PS> list qualifier_filter
Qualifier filters for search indexing listed in psh.exe.config:
┌────────────────────────────────────────────┐
│ QUALIFIER             TYPE      INDEXING   │
│ ------------------------------------------ │
│ <All>                 Floats    False      │
│ <All>                 Integers  False      │
│ <All>                 MARKER    False      │
│ CLNDN                 MARKER    True       │
│ rsId                  MARKER    True       │
│ <All>                 ANNOT     False      │
│ transcript_id         ANNOT     True       │
│ transcriptName        ANNOT     True       │
│ transcriptId          ANNOT     True       │
│ transcriptID          ANNOT     True       │
│ product               ANNOT     True       │
│ old_locus_tag         ANNOT     True       │
│ note                  ANNOT     True       │
│ locus_tag             ANNOT     True       │
│ iwgsc_id              ANNOT     True       │
│ gene_id               ANNOT     True       │
│ gene_synonym          ANNOT     True       │
│ geneName              ANNOT     True       │
│ geneId                ANNOT     True       │
│ gene                  ANNOT     True       │
│ description           ANNOT     True       │
│ definition            ANNOT     True       │
│ alias                 ANNOT     True       │
│ Synonym               ANNOT     True       │
│ Parent                ANNOT     True       │
│ Name                  ANNOT     True       │
│ Note                  ANNOT     True       │
│ Info                  ANNOT     True       │
│ Function description  ANNOT     True       │
│ Description           ANNOT     True       │
│ Alias                 ANNOT     True       │
│ SwissProt match       ANNOT     True       │
│                                            │
└────────────────────────────────────────────┘

Note that in this particular case, the output contains a frame around the table. To enable frames in the printouts of some commands use PersephoneShell's parameter -F

Listing variants (VCFs)

The variants (SNPs/indels) are loaded from VCF files, so the data retain the original VCF file names. Listing the VCF files can be extended to listing the samples from the corresponding files. The command 'list variant' will show the list of VCF files and will ask to select one of them to display its samples. 

PS> list variant
[##]  VcfId  MapSetId  RunId  Version  Original path
----------------------------------------------------------------------------------------------------------------------------------
[0]   13     2         1049   2        /HDD4Gb/bio/data/rice/ordered_rice3K.vcf.gz
[1]   14     17        1050   2        /HDD4Gb/bio/data/sorghum/Sbicolor_Patterson_454.vcf.gz
[2]   16     10        1062   2        /HDD4Gb/bio/data/human/vcf/ALL.chr6.shapeit2_integrated_v1a.GRCh38.20181129.phased.vcf.gz
[3]   18     195       1366   10       /data/e/data/wheat/SNPs_lifted_final2_sorted_v1.vcf.gz/SNPs_lifted_final2_sorted_v1.vcf

Select [lineNo] corresponding to the VCF to list:

You can overwrite this extension by using the forceMode flag (-f), which will skip listing the samples and return to the command line.

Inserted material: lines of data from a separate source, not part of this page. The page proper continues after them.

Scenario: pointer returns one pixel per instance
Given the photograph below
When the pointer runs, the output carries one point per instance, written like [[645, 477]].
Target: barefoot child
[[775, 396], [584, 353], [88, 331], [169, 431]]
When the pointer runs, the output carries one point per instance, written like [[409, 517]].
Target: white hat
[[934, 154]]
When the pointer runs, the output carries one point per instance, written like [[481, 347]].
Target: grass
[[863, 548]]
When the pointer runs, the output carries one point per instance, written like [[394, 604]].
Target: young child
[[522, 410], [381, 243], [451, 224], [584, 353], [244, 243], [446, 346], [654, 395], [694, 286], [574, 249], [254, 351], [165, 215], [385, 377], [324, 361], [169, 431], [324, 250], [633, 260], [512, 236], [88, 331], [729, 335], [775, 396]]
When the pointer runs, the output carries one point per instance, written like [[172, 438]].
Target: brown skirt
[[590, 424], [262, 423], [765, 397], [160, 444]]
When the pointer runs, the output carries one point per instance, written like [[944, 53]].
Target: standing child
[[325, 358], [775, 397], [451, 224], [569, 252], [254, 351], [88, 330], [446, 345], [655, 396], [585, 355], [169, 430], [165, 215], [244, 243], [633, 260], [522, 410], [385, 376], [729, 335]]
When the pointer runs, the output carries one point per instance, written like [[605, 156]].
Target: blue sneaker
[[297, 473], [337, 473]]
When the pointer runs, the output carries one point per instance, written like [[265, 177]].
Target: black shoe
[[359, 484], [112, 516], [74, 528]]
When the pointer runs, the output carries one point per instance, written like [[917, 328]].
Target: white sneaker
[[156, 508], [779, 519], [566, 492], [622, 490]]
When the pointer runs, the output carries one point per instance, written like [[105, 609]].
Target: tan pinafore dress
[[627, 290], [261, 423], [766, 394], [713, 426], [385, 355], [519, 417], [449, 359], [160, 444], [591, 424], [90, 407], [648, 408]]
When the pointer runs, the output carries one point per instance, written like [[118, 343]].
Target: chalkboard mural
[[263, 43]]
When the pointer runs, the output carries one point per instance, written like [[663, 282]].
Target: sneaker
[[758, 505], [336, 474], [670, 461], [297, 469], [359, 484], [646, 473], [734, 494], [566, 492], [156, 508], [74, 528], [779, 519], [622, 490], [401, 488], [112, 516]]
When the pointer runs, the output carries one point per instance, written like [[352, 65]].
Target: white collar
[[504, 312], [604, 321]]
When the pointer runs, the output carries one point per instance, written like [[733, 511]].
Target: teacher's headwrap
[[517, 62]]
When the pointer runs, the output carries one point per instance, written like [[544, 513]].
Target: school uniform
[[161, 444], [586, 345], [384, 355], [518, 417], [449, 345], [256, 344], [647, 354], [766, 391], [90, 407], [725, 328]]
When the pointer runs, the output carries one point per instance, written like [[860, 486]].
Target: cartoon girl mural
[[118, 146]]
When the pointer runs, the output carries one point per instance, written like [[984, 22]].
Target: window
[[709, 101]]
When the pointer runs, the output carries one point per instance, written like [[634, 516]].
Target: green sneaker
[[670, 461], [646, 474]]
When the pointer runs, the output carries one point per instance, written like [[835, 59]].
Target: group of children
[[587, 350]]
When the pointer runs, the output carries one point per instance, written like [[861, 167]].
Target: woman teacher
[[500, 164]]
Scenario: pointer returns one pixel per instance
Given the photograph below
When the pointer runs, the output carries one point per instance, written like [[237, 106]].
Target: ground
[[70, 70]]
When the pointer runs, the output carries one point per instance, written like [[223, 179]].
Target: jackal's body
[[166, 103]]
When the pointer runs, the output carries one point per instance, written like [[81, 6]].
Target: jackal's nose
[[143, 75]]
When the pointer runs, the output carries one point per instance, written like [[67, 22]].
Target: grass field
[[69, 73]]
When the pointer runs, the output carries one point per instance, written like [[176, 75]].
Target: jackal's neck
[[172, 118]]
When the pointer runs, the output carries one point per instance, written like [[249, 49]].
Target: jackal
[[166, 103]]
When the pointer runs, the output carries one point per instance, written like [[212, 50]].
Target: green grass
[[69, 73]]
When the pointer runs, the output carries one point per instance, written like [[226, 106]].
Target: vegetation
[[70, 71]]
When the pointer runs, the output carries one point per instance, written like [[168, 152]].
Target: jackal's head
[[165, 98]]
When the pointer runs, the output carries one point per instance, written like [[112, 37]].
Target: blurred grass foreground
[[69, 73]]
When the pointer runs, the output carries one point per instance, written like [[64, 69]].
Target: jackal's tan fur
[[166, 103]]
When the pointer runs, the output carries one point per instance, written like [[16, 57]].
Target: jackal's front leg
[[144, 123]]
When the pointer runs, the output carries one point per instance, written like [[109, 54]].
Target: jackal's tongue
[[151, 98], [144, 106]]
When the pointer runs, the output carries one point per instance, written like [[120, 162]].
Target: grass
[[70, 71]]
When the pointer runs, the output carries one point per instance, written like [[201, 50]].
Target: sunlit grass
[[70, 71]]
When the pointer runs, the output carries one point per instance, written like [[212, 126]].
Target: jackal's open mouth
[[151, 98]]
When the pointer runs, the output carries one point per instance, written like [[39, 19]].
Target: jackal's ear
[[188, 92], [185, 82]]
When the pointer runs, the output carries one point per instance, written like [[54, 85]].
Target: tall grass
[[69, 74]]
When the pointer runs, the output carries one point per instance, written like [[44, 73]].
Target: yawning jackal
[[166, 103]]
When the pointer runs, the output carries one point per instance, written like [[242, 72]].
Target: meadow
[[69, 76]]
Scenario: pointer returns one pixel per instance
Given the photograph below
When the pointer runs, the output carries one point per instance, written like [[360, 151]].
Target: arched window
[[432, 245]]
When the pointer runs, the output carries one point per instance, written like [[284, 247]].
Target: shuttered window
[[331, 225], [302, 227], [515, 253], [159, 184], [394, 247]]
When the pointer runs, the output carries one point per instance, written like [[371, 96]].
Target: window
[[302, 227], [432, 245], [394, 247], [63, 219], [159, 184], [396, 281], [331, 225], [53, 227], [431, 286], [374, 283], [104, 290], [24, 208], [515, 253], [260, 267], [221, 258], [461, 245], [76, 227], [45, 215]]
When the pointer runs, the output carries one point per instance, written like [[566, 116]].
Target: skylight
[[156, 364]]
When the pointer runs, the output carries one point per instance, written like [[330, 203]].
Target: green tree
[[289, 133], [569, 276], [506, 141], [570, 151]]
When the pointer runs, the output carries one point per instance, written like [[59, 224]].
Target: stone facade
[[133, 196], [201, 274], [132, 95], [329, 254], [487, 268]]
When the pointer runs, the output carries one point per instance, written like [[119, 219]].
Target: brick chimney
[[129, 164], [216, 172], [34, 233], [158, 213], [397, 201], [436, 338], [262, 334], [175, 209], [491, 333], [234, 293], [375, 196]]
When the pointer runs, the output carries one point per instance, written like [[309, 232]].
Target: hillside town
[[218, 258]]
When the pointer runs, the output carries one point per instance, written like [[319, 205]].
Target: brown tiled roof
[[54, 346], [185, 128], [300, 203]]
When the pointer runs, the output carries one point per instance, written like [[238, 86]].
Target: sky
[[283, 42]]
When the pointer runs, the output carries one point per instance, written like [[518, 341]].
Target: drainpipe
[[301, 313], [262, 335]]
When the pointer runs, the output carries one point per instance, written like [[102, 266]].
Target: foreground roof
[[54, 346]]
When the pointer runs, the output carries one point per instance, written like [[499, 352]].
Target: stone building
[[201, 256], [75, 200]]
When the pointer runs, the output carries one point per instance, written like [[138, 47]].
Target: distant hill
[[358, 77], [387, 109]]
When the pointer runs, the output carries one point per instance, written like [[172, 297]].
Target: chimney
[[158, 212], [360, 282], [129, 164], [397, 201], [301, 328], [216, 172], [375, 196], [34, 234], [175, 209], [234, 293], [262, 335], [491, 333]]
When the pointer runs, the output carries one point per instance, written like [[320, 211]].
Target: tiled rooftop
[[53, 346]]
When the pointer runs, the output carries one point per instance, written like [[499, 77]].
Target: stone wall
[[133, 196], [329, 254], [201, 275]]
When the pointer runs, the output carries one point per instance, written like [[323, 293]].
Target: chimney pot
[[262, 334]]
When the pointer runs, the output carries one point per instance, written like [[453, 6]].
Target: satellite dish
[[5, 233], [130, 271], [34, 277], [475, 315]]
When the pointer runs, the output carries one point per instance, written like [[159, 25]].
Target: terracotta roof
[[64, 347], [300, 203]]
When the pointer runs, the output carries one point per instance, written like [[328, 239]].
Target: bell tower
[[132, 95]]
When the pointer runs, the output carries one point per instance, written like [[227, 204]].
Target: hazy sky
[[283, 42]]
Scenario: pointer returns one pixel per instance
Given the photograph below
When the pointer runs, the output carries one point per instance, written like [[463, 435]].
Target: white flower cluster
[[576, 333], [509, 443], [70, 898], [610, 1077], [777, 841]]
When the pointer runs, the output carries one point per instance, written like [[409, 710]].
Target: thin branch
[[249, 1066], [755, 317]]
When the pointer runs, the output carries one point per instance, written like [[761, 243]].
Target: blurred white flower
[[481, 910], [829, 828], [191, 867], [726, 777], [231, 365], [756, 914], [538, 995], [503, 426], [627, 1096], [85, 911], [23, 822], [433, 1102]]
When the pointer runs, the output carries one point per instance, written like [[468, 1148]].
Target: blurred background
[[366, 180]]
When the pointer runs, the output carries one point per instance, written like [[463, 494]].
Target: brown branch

When listing variants, pay attention to the column with VcfIds. You can use VcfId in the command for deleting the variants, for example:

PS> delete variant 18 -f

The command with the fourceMode flag (-f) will skip interactive steps, such as selecting a VCF from a list or confirming the deletion, and will return to the prompt after deleting the corresponding data. This allows inclusion of such commands into automated scripts.